Dès Drôle de Jeu  Vailland est au centre de son œuvre. Il le restera. Les trois romans suivants lui servent à régler ses comptes avec son passé et témoignent de sa construction : dans Les Mauvais coups, Milan en finit avec l’esclavage de l’amour-passion, suicidant Boule sous les traits de Roberte et Roger Gilbert-Lecomte sous ceux d’Octave. La porosité entre la vie et l’œuvre est telle que Vailland ne nommera plus sa première femme, qui se suicidera en effet des années plus tard, que sous ce nom de Roberte. Dans Bon pied, bon œil, Lamballe-Marat, le dandy de Drôle de Jeu, est mis hors de combat parce que Vailland se veut désormais bolchevik comme Rodrigue. Dans Un jeune homme seul, le dernier roman « thérapeutique », il est Eugène-Marie Favart se libérant de sa famille et de sa classe sociale, la petite bourgeoisie, par l’engagement dans la lutte aux côtés de ses camarades. À la fin de ce cycle, sa pièce Le Colonel Foster plaidera coupable, dont l’interdiction lui vaudra sa carte au PCF, est presque une caricature à la gloire de l’héroïque homme nouveau, cet homme qu’il entend devenir.

Membre du Parti, Vailland veut se faire « écrivain au service du peuple. » Beau Masque et 325 000 Francs sont des romans militants. Sa rencontre avec Marie-Louise Mercandino, qui inspirera la Pierrette Amable de Beau Masque, est aussi décisive pour Vailland que son reportage sur la vallée de l’Albarine. Ici, « le récit est fait à la première personne par l’auteur, témoin des événements qu’il raconte. »
Dans 325 000 Francs, l’auteur du roman se met également en scène en tant que tel, et sa femme Élisabeth sous le nom de Cordélia. Henri Bourbon, modèle de Chatelard, le délégué syndical qui est à l’opposé de Busard, le héros malheureux du roman, contrôle les versions successives du manuscrit que tient à lui montrer Vailland.

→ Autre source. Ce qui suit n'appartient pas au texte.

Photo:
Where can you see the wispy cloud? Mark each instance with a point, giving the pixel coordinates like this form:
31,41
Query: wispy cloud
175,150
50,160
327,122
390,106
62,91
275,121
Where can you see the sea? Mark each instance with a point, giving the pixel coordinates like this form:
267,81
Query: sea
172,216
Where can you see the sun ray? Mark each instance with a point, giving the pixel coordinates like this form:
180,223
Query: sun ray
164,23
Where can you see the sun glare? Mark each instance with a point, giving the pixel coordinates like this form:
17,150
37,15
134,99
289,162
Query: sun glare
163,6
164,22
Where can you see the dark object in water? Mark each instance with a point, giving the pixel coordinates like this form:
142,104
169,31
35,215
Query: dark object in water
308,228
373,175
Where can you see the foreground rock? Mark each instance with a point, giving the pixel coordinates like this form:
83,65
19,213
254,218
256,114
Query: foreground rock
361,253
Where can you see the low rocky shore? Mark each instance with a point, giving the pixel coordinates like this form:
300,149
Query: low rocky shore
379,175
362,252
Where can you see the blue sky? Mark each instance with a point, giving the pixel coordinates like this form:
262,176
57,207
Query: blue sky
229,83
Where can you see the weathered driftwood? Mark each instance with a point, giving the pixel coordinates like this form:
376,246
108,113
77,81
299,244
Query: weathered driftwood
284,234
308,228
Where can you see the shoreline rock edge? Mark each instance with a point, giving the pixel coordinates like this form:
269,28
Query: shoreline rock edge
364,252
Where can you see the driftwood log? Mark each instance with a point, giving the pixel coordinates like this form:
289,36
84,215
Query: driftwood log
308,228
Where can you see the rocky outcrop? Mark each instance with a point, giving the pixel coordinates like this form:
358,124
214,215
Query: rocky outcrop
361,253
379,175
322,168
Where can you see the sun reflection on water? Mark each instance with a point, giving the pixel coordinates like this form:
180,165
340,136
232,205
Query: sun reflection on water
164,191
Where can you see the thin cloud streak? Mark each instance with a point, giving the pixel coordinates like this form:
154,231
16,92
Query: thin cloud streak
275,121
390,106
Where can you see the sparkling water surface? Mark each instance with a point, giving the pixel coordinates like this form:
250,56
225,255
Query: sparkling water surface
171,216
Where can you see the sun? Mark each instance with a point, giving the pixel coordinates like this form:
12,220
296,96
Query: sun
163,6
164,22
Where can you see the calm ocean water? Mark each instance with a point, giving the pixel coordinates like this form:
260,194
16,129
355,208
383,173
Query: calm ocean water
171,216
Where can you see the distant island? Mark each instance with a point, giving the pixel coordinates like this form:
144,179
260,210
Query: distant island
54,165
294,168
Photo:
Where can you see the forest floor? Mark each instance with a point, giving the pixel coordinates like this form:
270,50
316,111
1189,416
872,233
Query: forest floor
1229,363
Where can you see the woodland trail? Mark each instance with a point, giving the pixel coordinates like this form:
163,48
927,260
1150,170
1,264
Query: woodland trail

Après 1956, où le rapport Khrouchtchev l’anéantit, La Loi est le seul roman de Vailland où il n’apparaît pas. Il dit cependant : « Le personnage de Don Cesare est un peu de moi-même. Transposé. » Vieil homme « désintéressé » mourant du « mal de Vénus » aux dernières pages, la main posée sur le sein d’une jeune fille, c’est peut-être ainsi, en effet, que se projette l’auteur désenchanté. La Loi, le plus classique de ses romans, le plus proche du modèle stendhalien, donne à Vailland le Prix Goncourt, la célébrité et l’aisance matérielle, s’il n’apaise pas son désespoir.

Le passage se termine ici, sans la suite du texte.